VR&T : Mais la phase 2, jusque Kruth, semble bien incertaine, d’autant que m2A ne semble pas prête à s’investir davantage…
J-M B. : Franchement, personne ne peut reprocher à l’agglomération mulhousienne un manque de solidarité avec les territoires alentour. Je rappelle que le tram-train va desservir, au-delà de m2A, Wittelsheim (une grosse commune de 10 000 habitants qui n’appartient à aucune intercommunalité), Cernay, Thann (avec deux  stations à Vieux-Thann et trois stations à Thann)… Cette desserte très importante sera cofinancée, pour l’investissement et le fonctionnement, par la région Alsace et m2A. On ne peut pas dire qu’on n’est pas dans une démarche de solidarité, alors que les territoires qui en bénéficieront n’ont pas de versement transport à l’heure actuelle, et donc n’ont pas de capacités contributives. Au-delà, on verra, à chaque jour suffit sa peine. Kruth, c’est pour l’instant sans date. Seul le succès avéré jusqu’à Thann d’ici quelques années pourra relancer, surtout avec l’encombrement routier de la vallée, l’idée d’aller jusqu’au bout. Mais, il y aura aussi une discussion financière. Et je vois mal m2A s’engager financièrement jusqu’en fond de vallée, d’autant, encore une fois, que les communes concernées n’ont pas de versement transport.
 

 

VR&T : Et les extensions dont on a pu parler vers Altkirch ou Guebwiller ?

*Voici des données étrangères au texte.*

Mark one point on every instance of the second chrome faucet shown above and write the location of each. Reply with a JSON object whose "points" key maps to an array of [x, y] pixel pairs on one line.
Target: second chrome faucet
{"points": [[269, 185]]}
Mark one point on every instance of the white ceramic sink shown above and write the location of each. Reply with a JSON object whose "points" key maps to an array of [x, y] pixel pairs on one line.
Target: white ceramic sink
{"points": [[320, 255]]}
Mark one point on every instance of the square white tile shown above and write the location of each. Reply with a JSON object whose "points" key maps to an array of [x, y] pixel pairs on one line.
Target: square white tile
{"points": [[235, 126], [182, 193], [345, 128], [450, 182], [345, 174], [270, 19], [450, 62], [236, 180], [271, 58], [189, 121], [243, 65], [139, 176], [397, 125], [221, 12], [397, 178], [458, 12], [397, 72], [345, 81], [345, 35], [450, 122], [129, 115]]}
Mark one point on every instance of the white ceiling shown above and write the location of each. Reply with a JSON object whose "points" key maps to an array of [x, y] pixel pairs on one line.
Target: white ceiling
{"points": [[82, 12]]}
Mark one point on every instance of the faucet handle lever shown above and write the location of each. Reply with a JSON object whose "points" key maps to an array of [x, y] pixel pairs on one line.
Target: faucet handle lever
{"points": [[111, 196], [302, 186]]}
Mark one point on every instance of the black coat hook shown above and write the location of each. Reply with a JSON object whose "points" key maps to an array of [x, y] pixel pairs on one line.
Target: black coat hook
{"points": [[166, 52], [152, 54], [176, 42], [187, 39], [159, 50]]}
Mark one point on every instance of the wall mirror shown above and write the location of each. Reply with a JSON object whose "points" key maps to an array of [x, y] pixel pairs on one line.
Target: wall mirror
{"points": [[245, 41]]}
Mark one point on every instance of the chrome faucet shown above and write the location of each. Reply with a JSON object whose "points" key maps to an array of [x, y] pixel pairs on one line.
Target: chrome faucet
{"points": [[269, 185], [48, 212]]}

J-M B. : C’est vraiment à la région Alsace de gérer le dossier. Il y a une réflexion sur Guebwiller, il peut y avoir des réflexions vers le sud… Pour le moment, confortons l’existant, vérifions que nos prévisions s’avèrent justes, confortons le tramway urbain – et ça sera notre priorité dès qu’on va recouvrer des marges de manoeuvre.